# Iran's "Green Revolution" Doomed?



## Marauder06 (Jul 26, 2009)

I thought this was an interesting take on the ongoing unrest in Iran:  http://www.newsweek.com/id/206493

Basically, the article is saying that the "revolution" is doomed because of all of the outside support for it.  Thoughts?

Oh, and check out the filename of the accompanying pic of Iranian female protestors.  :uhh:


----------



## 7point62 (Jul 30, 2009)

Good share, and it makes sense. You lose a lot of credibility in a place like Iran if you're being backed by "The Great Satan." 

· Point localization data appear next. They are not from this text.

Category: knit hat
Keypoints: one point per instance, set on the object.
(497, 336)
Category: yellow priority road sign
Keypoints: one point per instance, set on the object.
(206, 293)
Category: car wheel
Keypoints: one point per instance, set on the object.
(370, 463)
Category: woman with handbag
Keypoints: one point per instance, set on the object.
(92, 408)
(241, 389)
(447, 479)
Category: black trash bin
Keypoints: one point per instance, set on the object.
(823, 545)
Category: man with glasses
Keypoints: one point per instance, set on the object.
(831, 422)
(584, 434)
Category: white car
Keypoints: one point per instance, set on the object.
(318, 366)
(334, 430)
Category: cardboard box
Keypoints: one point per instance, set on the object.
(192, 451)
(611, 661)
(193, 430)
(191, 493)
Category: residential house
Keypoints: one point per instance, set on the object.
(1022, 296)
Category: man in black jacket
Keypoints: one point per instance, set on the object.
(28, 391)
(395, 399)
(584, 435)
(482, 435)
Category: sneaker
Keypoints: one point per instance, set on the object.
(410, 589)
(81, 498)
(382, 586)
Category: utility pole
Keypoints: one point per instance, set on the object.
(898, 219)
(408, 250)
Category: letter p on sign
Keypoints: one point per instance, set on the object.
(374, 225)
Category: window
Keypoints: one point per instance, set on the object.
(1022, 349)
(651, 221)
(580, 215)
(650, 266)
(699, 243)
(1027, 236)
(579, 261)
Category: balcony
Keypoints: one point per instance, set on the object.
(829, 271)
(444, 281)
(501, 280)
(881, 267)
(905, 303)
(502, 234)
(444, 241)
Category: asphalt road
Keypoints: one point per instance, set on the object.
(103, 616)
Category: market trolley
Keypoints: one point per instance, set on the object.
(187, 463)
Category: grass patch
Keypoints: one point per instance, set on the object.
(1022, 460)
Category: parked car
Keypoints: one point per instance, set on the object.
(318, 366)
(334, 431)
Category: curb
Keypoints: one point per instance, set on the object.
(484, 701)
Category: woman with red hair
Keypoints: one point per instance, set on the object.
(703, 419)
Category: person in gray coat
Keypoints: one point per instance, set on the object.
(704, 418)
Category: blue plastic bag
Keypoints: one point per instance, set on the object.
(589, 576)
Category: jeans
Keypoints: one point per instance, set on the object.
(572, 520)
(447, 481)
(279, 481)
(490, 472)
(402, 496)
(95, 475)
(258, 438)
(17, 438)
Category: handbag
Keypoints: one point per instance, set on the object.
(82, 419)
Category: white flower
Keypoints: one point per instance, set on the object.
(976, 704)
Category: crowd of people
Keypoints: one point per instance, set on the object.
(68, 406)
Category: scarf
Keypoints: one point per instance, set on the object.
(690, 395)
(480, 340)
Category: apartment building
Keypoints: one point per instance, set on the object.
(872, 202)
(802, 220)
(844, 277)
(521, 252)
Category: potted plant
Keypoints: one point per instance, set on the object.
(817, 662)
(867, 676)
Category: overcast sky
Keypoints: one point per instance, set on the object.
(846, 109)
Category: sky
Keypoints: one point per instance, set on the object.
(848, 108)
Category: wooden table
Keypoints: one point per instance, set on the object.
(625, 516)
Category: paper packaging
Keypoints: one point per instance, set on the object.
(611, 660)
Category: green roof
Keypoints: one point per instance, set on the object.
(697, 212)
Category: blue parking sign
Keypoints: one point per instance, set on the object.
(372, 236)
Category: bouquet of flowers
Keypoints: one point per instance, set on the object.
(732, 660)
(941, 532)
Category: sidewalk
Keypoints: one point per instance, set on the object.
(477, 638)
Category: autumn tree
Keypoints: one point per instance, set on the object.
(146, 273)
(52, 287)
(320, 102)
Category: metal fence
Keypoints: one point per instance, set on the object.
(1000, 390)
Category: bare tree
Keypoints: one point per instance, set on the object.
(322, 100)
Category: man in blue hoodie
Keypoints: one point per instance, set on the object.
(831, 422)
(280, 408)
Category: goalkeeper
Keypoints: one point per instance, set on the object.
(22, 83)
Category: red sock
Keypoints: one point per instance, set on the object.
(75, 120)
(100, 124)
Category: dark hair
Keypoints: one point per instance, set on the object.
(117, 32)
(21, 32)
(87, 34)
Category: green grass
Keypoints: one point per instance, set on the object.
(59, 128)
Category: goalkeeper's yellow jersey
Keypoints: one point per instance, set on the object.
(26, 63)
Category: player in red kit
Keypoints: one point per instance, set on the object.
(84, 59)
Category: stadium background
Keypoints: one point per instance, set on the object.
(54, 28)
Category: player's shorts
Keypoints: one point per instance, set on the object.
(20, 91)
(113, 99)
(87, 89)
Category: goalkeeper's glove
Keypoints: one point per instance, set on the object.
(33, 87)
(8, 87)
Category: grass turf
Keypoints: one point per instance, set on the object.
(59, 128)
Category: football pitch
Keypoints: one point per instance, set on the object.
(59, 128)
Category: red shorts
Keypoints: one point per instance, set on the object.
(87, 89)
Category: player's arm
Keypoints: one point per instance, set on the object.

BTW, the redhead up front looks pretty hot.

(I've had 5 dos equis right now so I'm putting a lot of effort into typing this correctly. I just hope my tongue isn't protuding. )


----------



## SexyBeast (Aug 2, 2009)

7point62 said:


> Good share, and it makes sense. You lose a lot of credibility in a place like Iran if you're being backed by "The Great Satan."
> 
> BTW, the redhead up front looks pretty hot.
> 
> (I've had 5 dos equis right now so I'm putting a lot of effort into typing this correctly. I just hope my tongue isn't protuding. )



Dos Equis is good shit...and yeah, the redhead is kinda dang hot.


----------